I pose this question. Can there be any doubt that if it had gone the other way—if 17.4 million people had voted to remain and 16 million people had voted to leave—the view of the 16 million would have been, to use the noble Baroness’s word, “ignored”? Can there be any doubt that we would simply have remained in the European Union and the 16 million people’s views would have been ignored? In fact, the decision to remain or to leave is in essence a binary choice, and that choice was made by the people of the United Kingdom in the referendum of 2016. In particular for the reasons advanced by the noble and learned Lord, Lord Judge, with whose speech I entirely agreed, that decision must be respected and implemented.

I congratulate the Prime Minister on the result of his negotiations. He has achieved what I believe to be a good deal—a deal that many thought impossible—and he deserves full credit for that. The merits and alleged demerits of the deal have been extensively disseminated over the airwaves and in print over the past few days and in your Lordships’ House this morning. I do not propose to weary your Lordships by repeating them: I want to make one simple additional point.

The cry of those who oppose this deal—I exclude the opposition from the Brexit Party, which verges on the eccentric—and which we have heard this morning, is that Brexit, including the form of Brexit in this deal, will damage our economy. That argument, which we have heard many times, is based on forecasts that may well prove mistaken. I think it was the great economist John Kenneth Galbraith who said that economic forecasting was invented only to give astrology a bad name.

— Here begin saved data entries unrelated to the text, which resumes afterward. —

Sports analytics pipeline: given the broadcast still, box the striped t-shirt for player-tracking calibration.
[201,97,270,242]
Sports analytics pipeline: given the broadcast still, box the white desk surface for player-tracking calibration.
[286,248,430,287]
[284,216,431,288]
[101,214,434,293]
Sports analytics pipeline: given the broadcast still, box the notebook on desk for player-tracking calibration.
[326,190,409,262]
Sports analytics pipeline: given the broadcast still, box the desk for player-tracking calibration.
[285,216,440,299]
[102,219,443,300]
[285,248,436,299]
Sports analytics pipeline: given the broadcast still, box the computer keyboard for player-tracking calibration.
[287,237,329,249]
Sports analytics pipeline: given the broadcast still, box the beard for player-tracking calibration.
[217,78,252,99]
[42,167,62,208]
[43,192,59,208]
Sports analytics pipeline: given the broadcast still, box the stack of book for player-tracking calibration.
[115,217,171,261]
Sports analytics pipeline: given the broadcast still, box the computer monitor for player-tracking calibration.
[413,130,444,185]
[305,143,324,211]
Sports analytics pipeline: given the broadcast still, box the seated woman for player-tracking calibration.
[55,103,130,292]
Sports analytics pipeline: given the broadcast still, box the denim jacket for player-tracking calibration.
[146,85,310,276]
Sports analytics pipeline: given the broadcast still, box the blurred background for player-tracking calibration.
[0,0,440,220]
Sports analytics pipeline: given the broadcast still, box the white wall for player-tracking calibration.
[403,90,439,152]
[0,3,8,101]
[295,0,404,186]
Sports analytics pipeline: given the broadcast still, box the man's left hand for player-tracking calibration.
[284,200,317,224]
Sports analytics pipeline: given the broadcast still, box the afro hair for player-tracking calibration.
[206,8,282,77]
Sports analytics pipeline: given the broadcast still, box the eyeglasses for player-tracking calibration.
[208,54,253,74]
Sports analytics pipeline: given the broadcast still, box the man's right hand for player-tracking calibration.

I think everyone would agree that our economic performance has been held back over the past three years by the uncertainty over our future that has bedevilled the period which has passed since the referendum. Although it is impossible to predict the precise outcome of any rejection of this deal today, it is absolutely clear that almost all possible outcomes of that course of action will increase the uncertainty and the economic difficulties.

I say almost “all possible outcomes”, because I suppose one would be that we Brexit without a deal of any kind. That would not necessarily increase the uncertainty, but it is obviously not an outcome desired by those critics of the deal whose arguments I seek to address. All other outcomes would, beyond dispute, increase the uncertainty. An extension would, by definition, increase the uncertainty. A second referendum would increase the uncertainty. A general election to determine this issue would increase the uncertainty.

Yet these are the outcomes urged on us by those who complain that this deal would cause economic damage. I beseech them to consider and reflect. If they are democrats, they must respect the result of the referendum. If they are realists, they must recognise the damage to our economy that would be caused by the prolonged uncertainty that rejection of this deal would bring about. If they have the interests of our country at heart—and I know they do—they must see that this deal presents a unique opportunity to resolve this most intractable issue, to move on and to bring our country together again. I commend the Prime Minister’s deal to your Lordships’ House.